Czolgosz traveled to Buffalo, New York, on August 31, 1901, during the Pan-American Exposition in that city. The U.S. President William McKinley was greeting the public in a receiving line inside the Temple of Music at the Exposition on the afternoon of September 6. Czolgosz advanced through the line and shot McKinley twice in the abdomen. McKinley died eight days later from the infected wound, and Vice-President Teddy Roosevelt advanced to the Presidency. Czolgosz was convicted, sentenced to death, and electrocuted. His last words were "I killed the President because he was the enemy of the good people—the good working people. I am not sorry for my crime."

Emma Goldman was arrested on suspicion of involvement in the assassination, but released due to insufficient evidence. She later wrote an article in which she called McKinley "president of the money kings and trust magnates."

Lexington Avenue Bombing, 1 October 1910

Francesco Ferrer i Guàrdia was a Spanish free-thinker and anarchist. In 1901 Guàrdia opened the Escuela Moderna or the Modern School to teach radical social values to middle-class children. In 1909 martial law was declared in Spain, and Guàrdia was arrested, found guilty of sedition in a lengthy trial, and executed by firing squad in Barcelona on 13 October.

In 1910 a group of prominent American anarchists and socialists including Emma Goldman and Alexander Berkman founded the Francisco Ferrer Association, "to perpetuate the work and memory of Francisco Ferrer." In 1911 they opened The Modern School, also called the Ferrer Center, at #6 Saint Marks Place. That's the mustard yellow building seen in this picture.

St Marks Place
in the
East Village

The artist Man Ray was a student when the school first opened.
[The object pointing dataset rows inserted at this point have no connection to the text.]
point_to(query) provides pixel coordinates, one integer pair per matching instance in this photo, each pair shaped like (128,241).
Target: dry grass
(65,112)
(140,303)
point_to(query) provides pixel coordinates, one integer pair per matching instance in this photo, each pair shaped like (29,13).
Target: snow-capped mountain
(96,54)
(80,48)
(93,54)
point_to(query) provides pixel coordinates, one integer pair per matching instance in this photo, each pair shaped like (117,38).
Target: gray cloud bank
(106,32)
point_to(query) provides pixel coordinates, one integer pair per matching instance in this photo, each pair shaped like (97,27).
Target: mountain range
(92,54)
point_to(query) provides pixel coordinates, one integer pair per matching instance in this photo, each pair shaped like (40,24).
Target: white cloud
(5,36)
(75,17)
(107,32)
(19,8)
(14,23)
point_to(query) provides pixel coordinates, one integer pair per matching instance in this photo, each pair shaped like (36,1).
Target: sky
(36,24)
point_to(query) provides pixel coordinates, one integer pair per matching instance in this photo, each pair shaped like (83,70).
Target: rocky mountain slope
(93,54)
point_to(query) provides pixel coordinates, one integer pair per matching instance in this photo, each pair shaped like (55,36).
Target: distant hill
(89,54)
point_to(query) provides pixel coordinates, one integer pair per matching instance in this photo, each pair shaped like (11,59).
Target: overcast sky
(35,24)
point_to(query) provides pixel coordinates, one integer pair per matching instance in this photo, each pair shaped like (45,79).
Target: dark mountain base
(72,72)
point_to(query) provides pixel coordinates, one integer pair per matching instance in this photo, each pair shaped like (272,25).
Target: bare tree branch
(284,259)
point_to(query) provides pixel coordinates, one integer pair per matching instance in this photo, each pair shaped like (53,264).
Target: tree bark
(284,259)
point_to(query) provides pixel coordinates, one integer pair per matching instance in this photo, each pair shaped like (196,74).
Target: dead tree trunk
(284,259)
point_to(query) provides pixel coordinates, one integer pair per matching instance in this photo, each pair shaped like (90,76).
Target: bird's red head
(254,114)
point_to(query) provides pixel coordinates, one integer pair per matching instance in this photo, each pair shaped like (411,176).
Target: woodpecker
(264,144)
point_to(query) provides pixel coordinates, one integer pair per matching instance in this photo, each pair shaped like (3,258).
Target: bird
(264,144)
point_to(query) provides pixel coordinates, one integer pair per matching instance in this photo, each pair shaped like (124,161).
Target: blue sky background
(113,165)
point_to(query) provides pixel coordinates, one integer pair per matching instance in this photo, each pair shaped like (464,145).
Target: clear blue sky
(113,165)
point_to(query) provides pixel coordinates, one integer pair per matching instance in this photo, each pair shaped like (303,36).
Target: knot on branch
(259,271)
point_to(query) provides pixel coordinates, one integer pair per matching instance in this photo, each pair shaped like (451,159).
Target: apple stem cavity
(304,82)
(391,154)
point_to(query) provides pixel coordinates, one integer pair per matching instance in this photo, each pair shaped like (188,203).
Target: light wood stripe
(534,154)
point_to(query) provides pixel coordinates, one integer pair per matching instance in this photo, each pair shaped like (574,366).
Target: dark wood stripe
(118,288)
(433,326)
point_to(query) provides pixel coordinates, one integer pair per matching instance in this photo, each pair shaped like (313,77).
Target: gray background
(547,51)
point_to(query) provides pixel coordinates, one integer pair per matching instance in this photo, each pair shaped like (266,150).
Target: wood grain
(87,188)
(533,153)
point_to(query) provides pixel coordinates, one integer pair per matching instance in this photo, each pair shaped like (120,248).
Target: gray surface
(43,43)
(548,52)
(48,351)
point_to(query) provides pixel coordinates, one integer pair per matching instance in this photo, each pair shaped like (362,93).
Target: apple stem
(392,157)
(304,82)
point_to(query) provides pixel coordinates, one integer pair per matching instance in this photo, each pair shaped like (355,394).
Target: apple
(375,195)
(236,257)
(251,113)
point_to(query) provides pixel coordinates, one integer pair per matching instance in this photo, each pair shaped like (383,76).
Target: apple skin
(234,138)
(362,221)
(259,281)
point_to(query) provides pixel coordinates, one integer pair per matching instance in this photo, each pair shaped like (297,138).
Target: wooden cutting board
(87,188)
The faculty included the philosopher Will Durant, the artist George Bellows, and the writers Jack London and Upton Sinclair.

The Anarchist Black Cross had been founded in Russia between 1900 and 1905, with branches operating throughout the Russian Empire and, within a few years, among immigrant communities in England and the U.S. In July of 1914, two members of the Latvian section, Charles Berg and Carl Hanson, began plotting with an International Workers of the World member, Arthur Caron, to plant a dynamite bomb at John D. Rockefeller's home in Tarrytown, New Jersey.

They met at the Ferrer Center to make their plans, joined by Charles Plunkett and the Center's co-founder Alexander Berkman. Berkman was already on probation for his attempted assassination of the industrialist, financier, and art patron Henry Clay Frick, so he stayed behind the scenes.

#6 St Marks Place, East Village, New York, former site of Ferrer Center or Modern School.

Berg, Hanson, and Caron collected dynamite and stored it in the apartment of Louise Berger, another Anarchist Black Cross member. Her apartment was on the sixth floor of a building at 1626 Lexington Avenue, between 102nd Street and 103rd Street in East Harlem. She left the apartment on the morning of 4 July 1914 just 15 minutes before the dynamite exploded.

The upper three floors of the building were wrecked, and the three central plotters were killed along with Marie Chavez, who was uninvolved in the plot and simply had the misfortune to have rented a bedroom in an apartment otherwise occupied by bomb-making anarchists. Furniture was thrown hundreds of feet through the air. Twenty other people were injured, seven of them hospitalized.

This apartment building now at 1626 Lexington Avenue is the one built in place of the one wrecked by the anarchists' bomb. Ελληνικη Ορθωδοξος Εκκλησια Αγιοι Γεωργιος και Δημητριος or the Hellenic Orthodox Church of Saints George and Demetrius is on its north side. It was originally built in 1891 as the Blinn Memorial Methodist Episcopal Church, it survived the explosion next door.

1626 Lexington Avenue between 102nd Street and 103rd Street in East Harlem.

1626 Lexington Avenue, site of an apartment building largely destroyed by an anarchist bomb in 1914.

Lexington Avenue between 102nd Street and 103rd Street in East Harlem.

Other buildings in the neighborhood of the 1914 anarchist bomb explosion.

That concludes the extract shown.